Capítulo 18

El sueño la había eludido gran parte de la noche, aunque al acabar la celebración en el Alto Comisionado se sentía cansada.

A pesar de todo, esa mañana se había levantado con una decisión en mente, porque las palabras de la duquesa y la actitud de Robert le habían hecho ver que, si quería ser feliz, debía ser ella la que moviera la primera ficha.

Miró a través de la ventana los jardines de Westmount Hall. La primavera había entrado con todo su esplendor, y el sol bañaba los grandes parterres de flores con la suave luz matinal. Los caminos de piedrecillas blancas serpenteaban entre los rosales y los viejos robles hasta perderse más allá del templete de mármol.

Un suspiro de nostalgia escapó de su garganta. Aquellos preciosos jardines distaban mucho de los de Langdon Manor, tan salvajes. Las flores, las hierbas, los arbustos crecían en libertad y, al mismo tiempo, como si una mano misteriosa lo dispusiese, en armonía. Abandonar el lugar en el que había crecido, donde se hallaban las tumbas de sus padres, hacía que le doliese el corazón. Sin embargo, unas sencillas paredes de ladrillo no le proporcionarían la felicidad en la vejez, cuando sus ojos cansados solo encontrasen vacío y soledad a su alrededor.
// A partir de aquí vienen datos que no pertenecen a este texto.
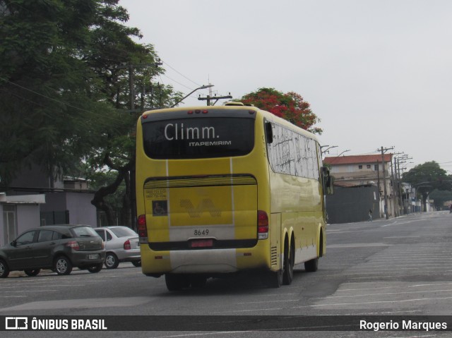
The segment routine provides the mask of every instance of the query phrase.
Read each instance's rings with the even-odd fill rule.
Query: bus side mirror
[[[322,183],[324,195],[333,195],[334,193],[334,177],[330,174],[330,169],[326,167],[322,167]]]
[[[273,142],[273,128],[270,122],[266,122],[266,141],[268,144]]]

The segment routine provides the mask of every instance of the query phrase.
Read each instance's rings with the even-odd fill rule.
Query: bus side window
[[[323,194],[333,195],[334,193],[334,177],[330,174],[330,170],[326,167],[322,167],[323,184]]]
[[[273,142],[273,129],[270,122],[266,122],[266,139],[268,144]]]

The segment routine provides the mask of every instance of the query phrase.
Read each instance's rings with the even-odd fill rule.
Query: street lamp
[[[339,154],[338,156],[336,156],[336,157],[339,157],[341,155],[343,155],[344,152],[350,152],[350,150],[347,149],[347,150],[344,150],[343,152],[342,152],[340,154]]]
[[[191,94],[193,94],[194,92],[195,92],[196,90],[199,90],[200,89],[206,89],[206,88],[210,88],[210,87],[213,87],[213,85],[201,85],[201,87],[193,90],[191,92],[190,92],[189,94],[187,94],[186,95],[185,95],[184,97],[182,97],[181,99],[179,99],[179,101],[177,101],[176,103],[174,103],[171,107],[173,108],[174,107],[176,107],[177,104],[179,104],[179,103],[181,103],[182,101],[184,101],[185,99],[186,99],[189,96],[190,96]]]
[[[325,150],[322,150],[322,148],[326,147],[328,147]],[[320,146],[320,150],[321,151],[322,154],[325,154],[326,152],[328,152],[330,149],[331,148],[336,148],[338,147],[338,145],[321,145]],[[328,152],[329,154],[330,152]]]

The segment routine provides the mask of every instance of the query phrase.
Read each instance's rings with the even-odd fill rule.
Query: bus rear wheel
[[[307,272],[315,272],[319,268],[319,258],[304,262],[304,270]]]
[[[179,291],[190,286],[189,276],[182,274],[165,274],[165,282],[169,291]]]
[[[284,255],[284,274],[282,282],[285,285],[290,285],[294,278],[294,263],[295,262],[295,245],[291,245],[290,248],[287,248],[287,252]]]
[[[190,286],[193,289],[202,289],[206,286],[207,277],[203,274],[192,274],[189,277]]]
[[[269,287],[278,288],[282,285],[283,279],[283,272],[282,270],[278,270],[275,272],[270,271],[267,276],[267,285]]]

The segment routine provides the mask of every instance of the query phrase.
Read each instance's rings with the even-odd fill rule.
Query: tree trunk
[[[129,162],[124,167],[120,167],[119,168],[115,168],[114,165],[112,162],[109,154],[105,155],[105,157],[104,158],[104,163],[107,164],[109,167],[112,169],[114,169],[118,171],[118,176],[117,176],[114,181],[107,186],[102,186],[94,194],[94,198],[91,200],[91,204],[95,205],[97,208],[104,211],[107,215],[107,225],[113,225],[114,224],[114,217],[113,215],[113,210],[112,207],[108,205],[107,202],[104,200],[104,198],[108,195],[114,193],[117,190],[118,187],[121,184],[123,180],[126,179],[126,186],[127,186],[127,181],[129,181],[129,188],[126,188],[126,191],[129,190],[129,194],[126,193],[126,195],[128,195],[129,200],[130,201],[130,170],[135,165],[135,161],[133,159],[131,159]],[[127,179],[126,179],[127,177]],[[130,202],[129,203],[130,205]],[[130,208],[129,208],[130,210]],[[130,224],[130,217],[129,222],[126,224]]]

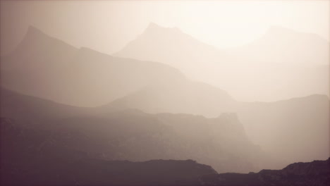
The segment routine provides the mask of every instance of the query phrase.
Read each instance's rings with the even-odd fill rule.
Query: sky
[[[329,40],[329,1],[1,1],[1,54],[33,25],[76,47],[108,54],[121,50],[149,23],[177,27],[218,48],[236,47],[271,25]]]

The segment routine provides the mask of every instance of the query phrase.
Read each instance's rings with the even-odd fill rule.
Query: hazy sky
[[[1,54],[29,25],[77,47],[113,54],[150,22],[178,27],[219,48],[240,46],[273,25],[329,40],[329,1],[1,1]]]

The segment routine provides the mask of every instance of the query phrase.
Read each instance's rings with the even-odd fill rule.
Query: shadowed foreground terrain
[[[257,173],[217,174],[211,166],[192,160],[92,159],[54,141],[38,143],[49,135],[44,131],[22,129],[8,118],[0,121],[1,185],[328,185],[330,182],[330,159]]]

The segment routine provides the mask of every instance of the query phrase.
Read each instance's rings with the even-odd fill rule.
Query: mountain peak
[[[42,31],[39,30],[38,28],[32,26],[32,25],[29,25],[28,27],[28,31],[26,32],[25,34],[25,38],[26,37],[39,37],[39,36],[47,36],[45,33],[44,33]]]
Ella quería unos brazos seguros que la rodeasen, un pecho fuerte en el que apoyarse en los momentos de desconsuelo, unos labios que la adorasen y un corazón que latiese por ella.

Los recuerdos, esos retales de su infancia hechos de retazos de imágenes, olores y sabores, los conservaría siempre en la memoria y podría llevarlos consigo allá a donde fuese. No perdería nada y lo ganaría todo.

—¿Ya está despierta, señorita? —la interrumpió su doncella, entrando con una bandeja que portaba una humeante taza de chocolate caliente—. Le he traído el desayuno.

—Sí, muchas gracias, Daisy. Puedes dejarlo allí —le dijo, señalando una mesa situada en un rincón.

Daisy hizo lo que le pedía y luego se puso a sacudir y airear el lecho.

—¿Va a salir esta mañana, señorita?

—Sí, Daisy. ¿Podrías prepararme, por favor, uno de mis vestidos de mañana?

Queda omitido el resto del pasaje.